津波工学が専門の東北大学災害科学国際研究所の今村文彦教授は、津波避難タワーは「命を守る」重要な役割を持つと話します。

東北大学災害科学国際研究所・今村文彦 教授
「東日本大震災から14年が経ったがこのエリアでは日本海溝の北側、北海道の千島でまだまだ地震・津波のリスクはある。そのために避難する態勢を充実させないといけない。津波避難タワーは命を守る重要な役割を持っている」

今後も増えることが期待される津波避難タワー、今村教授は、課題もあると指摘します。

まず「財源」です。

東北大学災害科学国際研究所・今村文彦 教授
「津波避難タワーは、津波のようなかなり大きな力が加わっても、頑丈でなければいけない。そのために建物自体が非常に耐震化、耐波性、波に強くなくてはならない。

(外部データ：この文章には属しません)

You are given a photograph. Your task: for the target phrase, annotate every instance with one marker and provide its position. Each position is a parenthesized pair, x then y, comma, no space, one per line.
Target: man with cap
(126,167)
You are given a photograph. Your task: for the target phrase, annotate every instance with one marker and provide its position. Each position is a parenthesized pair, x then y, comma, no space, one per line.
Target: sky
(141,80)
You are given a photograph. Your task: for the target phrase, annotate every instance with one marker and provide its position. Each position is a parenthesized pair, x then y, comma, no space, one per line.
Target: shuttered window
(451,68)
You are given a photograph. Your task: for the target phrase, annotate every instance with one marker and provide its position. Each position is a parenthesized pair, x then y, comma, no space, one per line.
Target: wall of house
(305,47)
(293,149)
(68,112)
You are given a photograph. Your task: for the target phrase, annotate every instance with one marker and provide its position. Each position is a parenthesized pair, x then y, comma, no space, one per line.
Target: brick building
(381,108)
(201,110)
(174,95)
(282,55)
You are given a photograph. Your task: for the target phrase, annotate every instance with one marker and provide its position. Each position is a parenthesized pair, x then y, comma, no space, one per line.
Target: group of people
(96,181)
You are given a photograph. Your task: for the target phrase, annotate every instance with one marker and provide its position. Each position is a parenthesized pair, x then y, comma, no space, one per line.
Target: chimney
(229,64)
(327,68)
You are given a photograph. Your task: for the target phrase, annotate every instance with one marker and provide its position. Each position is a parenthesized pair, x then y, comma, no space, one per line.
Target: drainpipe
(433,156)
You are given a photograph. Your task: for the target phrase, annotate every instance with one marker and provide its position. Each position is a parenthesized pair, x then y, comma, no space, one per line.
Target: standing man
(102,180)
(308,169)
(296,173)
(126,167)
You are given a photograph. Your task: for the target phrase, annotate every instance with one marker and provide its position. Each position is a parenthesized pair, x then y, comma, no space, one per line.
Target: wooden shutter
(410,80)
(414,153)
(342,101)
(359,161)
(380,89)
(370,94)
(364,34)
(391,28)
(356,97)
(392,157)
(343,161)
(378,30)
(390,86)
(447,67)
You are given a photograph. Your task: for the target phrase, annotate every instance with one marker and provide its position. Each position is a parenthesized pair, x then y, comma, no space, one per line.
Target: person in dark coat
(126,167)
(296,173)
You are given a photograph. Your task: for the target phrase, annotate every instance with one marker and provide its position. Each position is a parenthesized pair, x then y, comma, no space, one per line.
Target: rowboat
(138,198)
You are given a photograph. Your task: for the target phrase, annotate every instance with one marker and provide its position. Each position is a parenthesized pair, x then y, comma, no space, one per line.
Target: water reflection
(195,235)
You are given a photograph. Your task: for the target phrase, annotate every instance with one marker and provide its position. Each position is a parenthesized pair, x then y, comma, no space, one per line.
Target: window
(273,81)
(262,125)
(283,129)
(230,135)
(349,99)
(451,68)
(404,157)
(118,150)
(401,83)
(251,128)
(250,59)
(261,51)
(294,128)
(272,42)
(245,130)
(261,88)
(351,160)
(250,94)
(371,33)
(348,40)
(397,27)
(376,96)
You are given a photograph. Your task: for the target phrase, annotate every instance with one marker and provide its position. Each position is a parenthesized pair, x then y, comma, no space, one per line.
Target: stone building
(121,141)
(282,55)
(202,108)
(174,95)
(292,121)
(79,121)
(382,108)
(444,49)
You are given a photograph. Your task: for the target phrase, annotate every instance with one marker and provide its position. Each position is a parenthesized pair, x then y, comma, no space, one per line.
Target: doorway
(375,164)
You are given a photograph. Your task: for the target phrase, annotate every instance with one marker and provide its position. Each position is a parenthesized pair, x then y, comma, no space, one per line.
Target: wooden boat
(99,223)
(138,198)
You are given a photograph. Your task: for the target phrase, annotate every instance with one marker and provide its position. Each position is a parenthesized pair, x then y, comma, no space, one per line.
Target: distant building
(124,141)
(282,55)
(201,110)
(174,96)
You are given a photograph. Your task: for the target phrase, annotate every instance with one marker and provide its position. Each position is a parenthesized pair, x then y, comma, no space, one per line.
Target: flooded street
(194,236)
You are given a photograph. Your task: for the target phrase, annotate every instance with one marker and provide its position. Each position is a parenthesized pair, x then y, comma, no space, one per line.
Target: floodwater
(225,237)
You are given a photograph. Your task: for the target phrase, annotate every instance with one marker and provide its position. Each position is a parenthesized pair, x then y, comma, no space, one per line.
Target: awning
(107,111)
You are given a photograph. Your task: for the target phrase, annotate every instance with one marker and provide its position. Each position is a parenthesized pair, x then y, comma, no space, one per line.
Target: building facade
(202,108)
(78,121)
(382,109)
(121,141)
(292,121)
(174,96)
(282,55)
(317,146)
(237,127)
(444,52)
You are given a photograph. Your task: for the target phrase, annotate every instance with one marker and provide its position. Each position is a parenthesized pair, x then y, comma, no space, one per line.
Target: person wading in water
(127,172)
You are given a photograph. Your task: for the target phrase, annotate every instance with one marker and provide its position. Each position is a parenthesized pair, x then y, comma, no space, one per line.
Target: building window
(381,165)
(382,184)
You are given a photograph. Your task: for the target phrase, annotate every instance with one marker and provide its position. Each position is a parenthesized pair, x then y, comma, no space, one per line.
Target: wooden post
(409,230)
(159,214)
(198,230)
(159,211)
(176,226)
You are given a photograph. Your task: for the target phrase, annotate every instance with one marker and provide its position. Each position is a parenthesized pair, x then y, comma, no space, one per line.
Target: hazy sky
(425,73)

国からの補助金などはあるが、やはり地元での負担はかなり膨大になる」

もうひとつの課題は「認知度」です。

東北大学災害科学国際研究所・今村文彦 津波工学教授
「津波避難タワーがあることは地域住民にはかなり周知されていると思うが、例えば周辺にいた旅行者、また移動中の人もぜひ使っていただきたい。そのためにもタワーへの案内板や、例えばスマホを使った周知などいろんな工夫が必要だと思う」

さらにタワーが完成した後も、実際に地域住民が利用するなど「避難訓練」が重要になってくると今村教授は指摘します。

東北大学災害科学国際研究所・今村文彦 教授
「今回、津波避難タワーという施設としては重要なものができたが、それをしっかり活用していく。そのためにも、避難訓練をして、模擬的にどう逃げられるのか、またどう支援できるのか、そこにどう滞在できるのかを考えていただきたい」

今村教授は「全国的に地震・津波のリスクはまだ高い状況にある。命を守るためのタワーは必要で日本全国、沿岸部で津波が起きた場合、すぐに逃げられる態勢を整えてもらいたい」と話していました。